The Maurice Farman Seaplane, the second aircraft carried by HMAS UNA, as depicted by David Hammond. The MF seaplane was a two-seat reconnaissance and training biplane. lt was powered by a 70hp Renault rotary pusher engine. and had a top speed of 60mph. After it returned to Point Cook the floats were dismantled and the machine was converted to a landplane trainer.

In Australia discussion about the formation of a naval air service began in earnest in 1913 with proposals to establish three naval aviation units for the defence of Australian bases. This paper planning came to nothing, but the formation of a naval air wing was more or less a continuous wartime topic. The flights in May 1914 of a Maurice Farman seaplane on Sydney Harbour created more than a little interest and within a few months this same seaplane, which on the declaration of war had been presented to the Central Flying School at Point Cook, was conveyed to Rabaul by the Navy. As previously related, the seaplane and a BE2a were packed in crates and shipped aboard HMAS Una. Other naval and air associations followed. During the first half of 1915 HMAS Pioneer took part in the action against SMS Konigsberg in East Africa, where Sopwith and Short seaplanes, together with Henry Farman and Caudron landplanes of the Royal Naval Air Service, spotted for the naval bombardments. About the same time, on April 25 1915, the Australian submarine AE2 passed through the Narrows of the Dardanelles and was able to operate for several days in the Sea of Marmora due, in part, to the diversion tactics of naval aircraft from HMS Ark Royal and Wing Commander Samson’s No. 3 Squadron. Samson’s book, Fights and Flights, devoted seven chapters to his squadron’s part in the Dardanelles campaign and as often happened in so many early aviation books, an Australian gets particular mention. Describing how he operated a BE2a, two BE2c biplanes, two Sopwith Tabloids, a French Brequet and a Canton Unne-engined Maurice Farman, Samson went on to record that:

‘Captain Jopp, an Australian who was a great fellow, usually came with me. As well as Helles and the Fleet we . . . had Anzac to look after; and we did a lot of artillery cooperation for the Australians registering their heavy batteries on to the Turks’ guns. Jopp was the observer whom I detailed to specialise on Anzac: he had an eye like a hawk and it wasn’t long before he had discovered most of the guns that were causing trouble . . .’ (C.R. Samson, Fights and Flights (1930) p225)

A David Hammond line drawing of the Royal Aircraft Factory BE2a which was taken to Wilhelmshafen and Petershafen, German New Guinea, by HMAS UNA. The BE2a was a two-seat reconnaissance and training biplane. It was powered by a 70hp Renault stationarv tractor engine. and had a top speed of 70mph. While on board UNA plans were made to construct floats and convert the BE2a to a seaplane, but the scheme did not eventuate.

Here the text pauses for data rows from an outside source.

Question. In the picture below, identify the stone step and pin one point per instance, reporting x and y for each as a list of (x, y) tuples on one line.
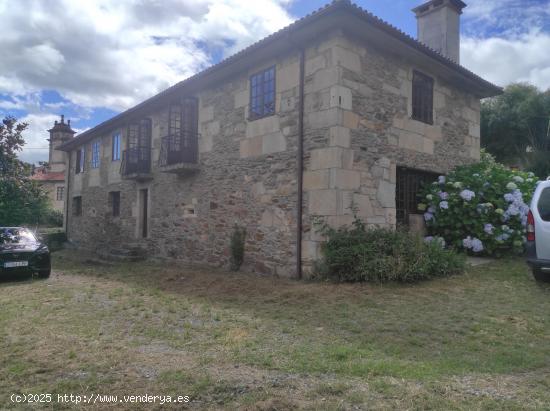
[(122, 254)]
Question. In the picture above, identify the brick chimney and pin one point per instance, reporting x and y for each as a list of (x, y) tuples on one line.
[(438, 23)]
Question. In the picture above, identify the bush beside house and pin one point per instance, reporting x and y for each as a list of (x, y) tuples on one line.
[(357, 253), (481, 208)]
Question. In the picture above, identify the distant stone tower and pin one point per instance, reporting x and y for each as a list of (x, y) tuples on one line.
[(59, 134)]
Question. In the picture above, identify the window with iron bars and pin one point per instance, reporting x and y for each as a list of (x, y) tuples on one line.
[(422, 97), (409, 184), (262, 94)]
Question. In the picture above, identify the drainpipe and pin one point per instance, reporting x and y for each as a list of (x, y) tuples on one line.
[(300, 168), (67, 194)]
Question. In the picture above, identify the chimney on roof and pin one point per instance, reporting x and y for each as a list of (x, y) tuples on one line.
[(438, 23)]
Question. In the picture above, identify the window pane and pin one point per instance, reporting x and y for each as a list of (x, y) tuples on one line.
[(262, 93), (422, 98), (116, 147), (544, 204)]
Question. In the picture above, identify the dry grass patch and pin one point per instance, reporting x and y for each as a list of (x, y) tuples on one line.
[(242, 341)]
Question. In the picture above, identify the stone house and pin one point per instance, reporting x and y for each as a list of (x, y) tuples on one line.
[(338, 108), (52, 176)]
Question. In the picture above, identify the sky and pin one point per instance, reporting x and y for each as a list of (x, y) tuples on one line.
[(90, 60)]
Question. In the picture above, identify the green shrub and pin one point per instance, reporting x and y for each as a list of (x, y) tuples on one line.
[(481, 208), (54, 240), (355, 253), (51, 218), (237, 247)]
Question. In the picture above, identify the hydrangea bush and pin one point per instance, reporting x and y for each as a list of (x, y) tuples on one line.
[(481, 208)]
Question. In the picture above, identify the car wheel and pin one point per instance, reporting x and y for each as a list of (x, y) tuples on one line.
[(541, 276), (44, 274)]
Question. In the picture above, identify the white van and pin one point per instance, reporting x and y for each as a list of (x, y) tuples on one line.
[(538, 233)]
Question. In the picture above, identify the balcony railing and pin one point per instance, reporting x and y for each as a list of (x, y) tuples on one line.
[(136, 162), (179, 150)]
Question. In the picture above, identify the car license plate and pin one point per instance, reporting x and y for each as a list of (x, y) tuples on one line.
[(12, 264)]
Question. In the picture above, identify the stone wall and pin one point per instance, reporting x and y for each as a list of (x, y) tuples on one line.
[(369, 133)]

Another good example of international naval-air co-operation occurred in the Middle East on February 25 1917. In the early dawn a BE2e of No. 1 Squadron, Australian Flying Corps, flown by Lieutenants A.T. Cole and J.M. Glen, directed the firing of a French battleship which shelled Jaffa, and simultaneously three aircraft led by Major R. Williams bombed the German aerodrome at Ramleh at first light after a flight in the dark.